The main data-reduction application was written in Java, for performance and to conform to DPAC standards. The web applications were written in Python, using the Django framework, for ease of development. The batch-filtering application was also written in Python.
The most notable feature of the computing design is that the bulk of the data is stored in the PostgreSQL database. Compare this with the more common arrangement where only metadata are stored in the RDBMS, while the bulk is stored in flat files. Ingesting both the full input data-set, and the results of processing, reduces significantly the amount of code needed to simply move data, and allows extreme flexibility in writing the applications that consume, analyse and display the results. However, it is challenging to obtain sufficient throughput from the relational architecture. Many design choices in the database and applications are forced by the need to reduce a day’s data in six hours or less.
As of mid-February 2021, the PostgreSQL system occupies 110 TB of its storage (with some unknown and variable fraction of this reclaimable for new data), almost all of which space is taken up in ingesting and recording the transit data. This is exceptionally large for a database that is extended daily and in which roughly 5% of the contents must be scanned for daily processing.
The data-set is far too large to fit comfortably into a single table for each record type, and is therefore partitioned by position of the sources into level-5 ( = 32) HEALPix pixels; there are 12,288 tables for each record type that deals with individual transits or sources. This partitioning is much coarser than the level-12 mesh used elsewhere by DPAC to group Gaia sources into catalogues. The level-5 mesh was chosen because it is the closest match to the width of the Gaia field of view. Empirically, it is most efficient to query historic transit-data for a whole HEALPix pixel, selecting transits only for those sources that have received new data in current run, than to make one query per source with new data. The level-5 mesh minimises simultaneously the number of these expensive queries and the number of rows touched by a query that relate to sources outside the current scan.

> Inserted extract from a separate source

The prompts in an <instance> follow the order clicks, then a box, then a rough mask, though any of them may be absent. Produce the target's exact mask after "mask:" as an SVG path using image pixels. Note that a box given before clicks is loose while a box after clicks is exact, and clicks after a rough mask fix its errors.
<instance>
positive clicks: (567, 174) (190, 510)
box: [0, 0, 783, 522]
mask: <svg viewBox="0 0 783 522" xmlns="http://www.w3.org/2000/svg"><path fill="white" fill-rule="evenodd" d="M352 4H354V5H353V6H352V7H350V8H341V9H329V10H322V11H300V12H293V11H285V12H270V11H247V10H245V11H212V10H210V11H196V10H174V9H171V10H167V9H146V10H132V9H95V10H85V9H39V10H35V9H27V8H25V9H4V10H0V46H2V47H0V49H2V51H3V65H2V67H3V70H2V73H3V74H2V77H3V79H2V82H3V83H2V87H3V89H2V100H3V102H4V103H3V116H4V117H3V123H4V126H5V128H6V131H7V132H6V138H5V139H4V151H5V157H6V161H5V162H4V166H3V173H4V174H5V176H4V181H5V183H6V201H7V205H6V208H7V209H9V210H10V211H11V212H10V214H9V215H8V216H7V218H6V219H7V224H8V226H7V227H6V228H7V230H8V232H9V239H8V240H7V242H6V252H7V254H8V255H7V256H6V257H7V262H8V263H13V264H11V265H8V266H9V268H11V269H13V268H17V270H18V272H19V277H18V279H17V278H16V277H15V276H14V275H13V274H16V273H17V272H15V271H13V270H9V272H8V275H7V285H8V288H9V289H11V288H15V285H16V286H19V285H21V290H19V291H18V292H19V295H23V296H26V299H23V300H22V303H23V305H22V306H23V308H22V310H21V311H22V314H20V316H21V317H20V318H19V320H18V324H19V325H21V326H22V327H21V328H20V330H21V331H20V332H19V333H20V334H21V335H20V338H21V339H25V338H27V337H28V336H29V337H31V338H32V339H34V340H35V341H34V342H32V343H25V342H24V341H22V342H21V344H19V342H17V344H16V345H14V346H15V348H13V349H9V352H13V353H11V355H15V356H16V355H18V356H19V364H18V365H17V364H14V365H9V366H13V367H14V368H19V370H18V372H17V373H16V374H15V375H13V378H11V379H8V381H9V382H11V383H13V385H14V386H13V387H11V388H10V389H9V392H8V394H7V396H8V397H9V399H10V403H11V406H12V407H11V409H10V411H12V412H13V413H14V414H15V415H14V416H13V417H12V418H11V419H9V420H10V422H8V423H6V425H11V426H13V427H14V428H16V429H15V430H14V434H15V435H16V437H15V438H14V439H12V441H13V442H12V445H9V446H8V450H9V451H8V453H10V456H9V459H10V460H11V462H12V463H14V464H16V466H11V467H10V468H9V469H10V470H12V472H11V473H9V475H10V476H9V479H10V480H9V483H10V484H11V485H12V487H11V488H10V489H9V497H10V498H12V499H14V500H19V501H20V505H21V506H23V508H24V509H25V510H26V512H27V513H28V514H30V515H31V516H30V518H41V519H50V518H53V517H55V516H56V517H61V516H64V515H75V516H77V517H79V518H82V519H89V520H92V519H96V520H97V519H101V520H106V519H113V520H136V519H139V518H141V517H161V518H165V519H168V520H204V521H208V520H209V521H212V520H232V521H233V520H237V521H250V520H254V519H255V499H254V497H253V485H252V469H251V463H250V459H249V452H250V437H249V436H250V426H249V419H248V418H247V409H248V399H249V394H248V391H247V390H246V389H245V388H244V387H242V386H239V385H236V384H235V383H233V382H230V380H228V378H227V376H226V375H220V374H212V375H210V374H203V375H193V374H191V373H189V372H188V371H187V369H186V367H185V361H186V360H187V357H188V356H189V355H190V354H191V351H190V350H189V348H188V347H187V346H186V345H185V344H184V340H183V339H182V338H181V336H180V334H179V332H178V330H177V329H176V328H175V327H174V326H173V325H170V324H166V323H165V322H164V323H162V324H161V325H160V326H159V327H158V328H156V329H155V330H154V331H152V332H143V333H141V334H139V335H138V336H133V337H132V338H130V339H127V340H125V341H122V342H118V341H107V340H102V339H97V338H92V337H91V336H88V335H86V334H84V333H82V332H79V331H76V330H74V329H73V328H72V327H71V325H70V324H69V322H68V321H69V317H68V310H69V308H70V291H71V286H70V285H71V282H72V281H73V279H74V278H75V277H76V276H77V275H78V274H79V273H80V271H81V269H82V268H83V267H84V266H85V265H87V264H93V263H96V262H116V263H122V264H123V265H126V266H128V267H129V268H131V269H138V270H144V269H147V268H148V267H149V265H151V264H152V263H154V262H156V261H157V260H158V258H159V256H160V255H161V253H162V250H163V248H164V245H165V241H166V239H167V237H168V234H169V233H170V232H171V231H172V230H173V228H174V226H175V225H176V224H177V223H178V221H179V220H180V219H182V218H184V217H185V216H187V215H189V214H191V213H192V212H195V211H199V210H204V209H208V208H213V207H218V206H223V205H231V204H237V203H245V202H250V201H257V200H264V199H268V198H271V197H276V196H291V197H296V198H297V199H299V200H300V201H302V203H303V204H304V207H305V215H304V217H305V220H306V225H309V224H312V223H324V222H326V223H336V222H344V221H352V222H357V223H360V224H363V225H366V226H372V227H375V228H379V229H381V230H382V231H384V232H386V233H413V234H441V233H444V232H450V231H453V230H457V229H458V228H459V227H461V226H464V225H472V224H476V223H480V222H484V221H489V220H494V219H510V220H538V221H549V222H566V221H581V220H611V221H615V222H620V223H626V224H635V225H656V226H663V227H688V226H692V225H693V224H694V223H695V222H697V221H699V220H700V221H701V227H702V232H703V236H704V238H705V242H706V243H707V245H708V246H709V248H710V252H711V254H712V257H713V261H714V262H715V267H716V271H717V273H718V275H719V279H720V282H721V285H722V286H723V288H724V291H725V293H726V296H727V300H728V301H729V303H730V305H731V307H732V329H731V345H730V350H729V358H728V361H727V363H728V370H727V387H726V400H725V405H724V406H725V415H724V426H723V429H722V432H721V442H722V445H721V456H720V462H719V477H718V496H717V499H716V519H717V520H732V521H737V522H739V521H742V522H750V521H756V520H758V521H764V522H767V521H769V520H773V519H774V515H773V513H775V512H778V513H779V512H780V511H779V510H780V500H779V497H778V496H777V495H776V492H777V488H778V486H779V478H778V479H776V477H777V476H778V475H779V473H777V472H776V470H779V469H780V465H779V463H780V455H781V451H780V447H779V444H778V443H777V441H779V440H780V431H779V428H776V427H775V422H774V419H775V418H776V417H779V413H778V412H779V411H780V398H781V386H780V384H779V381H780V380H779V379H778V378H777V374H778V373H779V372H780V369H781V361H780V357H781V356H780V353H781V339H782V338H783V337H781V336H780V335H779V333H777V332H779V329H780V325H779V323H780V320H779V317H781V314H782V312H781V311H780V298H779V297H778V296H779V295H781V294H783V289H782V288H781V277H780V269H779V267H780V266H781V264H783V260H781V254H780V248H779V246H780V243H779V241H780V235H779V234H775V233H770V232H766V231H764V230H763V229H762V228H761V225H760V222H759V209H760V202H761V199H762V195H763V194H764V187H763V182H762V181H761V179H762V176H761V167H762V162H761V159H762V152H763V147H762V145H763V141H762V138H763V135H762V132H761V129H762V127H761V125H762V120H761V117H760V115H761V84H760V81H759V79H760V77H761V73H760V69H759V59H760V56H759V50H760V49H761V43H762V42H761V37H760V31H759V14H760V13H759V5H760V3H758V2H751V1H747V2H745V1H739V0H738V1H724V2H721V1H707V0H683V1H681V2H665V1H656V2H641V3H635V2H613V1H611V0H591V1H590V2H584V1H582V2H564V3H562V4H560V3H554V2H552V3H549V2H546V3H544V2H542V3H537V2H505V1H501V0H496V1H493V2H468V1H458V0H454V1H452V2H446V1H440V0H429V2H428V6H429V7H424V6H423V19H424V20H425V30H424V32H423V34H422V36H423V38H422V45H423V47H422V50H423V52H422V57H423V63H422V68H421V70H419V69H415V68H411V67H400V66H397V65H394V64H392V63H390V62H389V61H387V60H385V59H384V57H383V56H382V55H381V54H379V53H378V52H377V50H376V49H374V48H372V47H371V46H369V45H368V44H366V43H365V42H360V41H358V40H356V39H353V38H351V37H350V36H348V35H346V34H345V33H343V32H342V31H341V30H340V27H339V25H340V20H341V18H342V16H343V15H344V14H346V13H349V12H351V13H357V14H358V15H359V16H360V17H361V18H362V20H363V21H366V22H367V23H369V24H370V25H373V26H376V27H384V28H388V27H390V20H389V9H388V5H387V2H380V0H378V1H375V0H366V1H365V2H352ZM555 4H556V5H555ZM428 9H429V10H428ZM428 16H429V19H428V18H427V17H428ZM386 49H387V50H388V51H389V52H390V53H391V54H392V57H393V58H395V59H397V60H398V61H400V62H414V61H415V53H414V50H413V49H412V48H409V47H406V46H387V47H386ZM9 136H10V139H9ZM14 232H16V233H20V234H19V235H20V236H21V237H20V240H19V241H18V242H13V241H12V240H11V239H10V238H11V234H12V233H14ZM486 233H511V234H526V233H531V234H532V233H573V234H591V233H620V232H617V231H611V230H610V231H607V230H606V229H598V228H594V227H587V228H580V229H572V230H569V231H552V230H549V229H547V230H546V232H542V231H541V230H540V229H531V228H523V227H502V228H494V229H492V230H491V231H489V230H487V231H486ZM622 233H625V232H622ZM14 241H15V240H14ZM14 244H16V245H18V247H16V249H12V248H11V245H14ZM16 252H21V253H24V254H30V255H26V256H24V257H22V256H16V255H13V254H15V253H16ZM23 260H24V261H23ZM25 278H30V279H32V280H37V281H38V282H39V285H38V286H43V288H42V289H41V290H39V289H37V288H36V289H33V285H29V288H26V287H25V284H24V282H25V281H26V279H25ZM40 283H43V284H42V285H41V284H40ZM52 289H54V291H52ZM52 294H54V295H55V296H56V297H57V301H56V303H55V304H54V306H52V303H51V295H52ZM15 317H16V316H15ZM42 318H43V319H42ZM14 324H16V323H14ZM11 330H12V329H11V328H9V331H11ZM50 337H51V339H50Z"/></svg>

The queries to ingest and to raise data cannot be straightforward in such a highly-stressed system; they have to be highly tuned for performance. This precludes the use of generic, object-relational-mapping libraries to generate queries. Instead, the application code forms its queries directly. In order to achieve performance, much parallelism is needed, and the number of threads accessing the data has to be chosen carefully. We knew from pre-mission tests that the application was not the bottleneck and could be given sufficient threads of execution to saturate the database engine. Later experiments showed that the database performance, for this application, is limited by CPU power on the database server, not by I/O capacity; the complexity of the queries dominates. Therefore, the ideal arrangement is to have one application thread accessing the database per CPU core on the database server: 32 such threads in our system. The data-reduction servers have 64 CPU cores and to use these we run two second-level threads per HEALPix pixel to consume the raised data from the memory of the data-reduction server. We feel that we have reached a practical limit in the size of database that can be hosted on a single RDBMS-server. Any major expansion (beyond routine addition of daily data for the remaining mission) or rearrangement of the database would drive us to a multi-server solution with partitioning across computers. This would be massively more expensive and we are happy that we have managed to do the work with single servers. We note that while it is possible to tune the daily data-flow for acceptable performance, whole-database operations are uncomfortably slow. This includes data-model changes that add columns; weekly back-ups of the database; and especially changes to the IDT working-catalogue that force us to update the transit-source mapping for the whole data-set. The latter operation requires down-time of at least one week. When using PostgreSQL at this scale, any routine operation becomes a significant campaign that requires careful planning.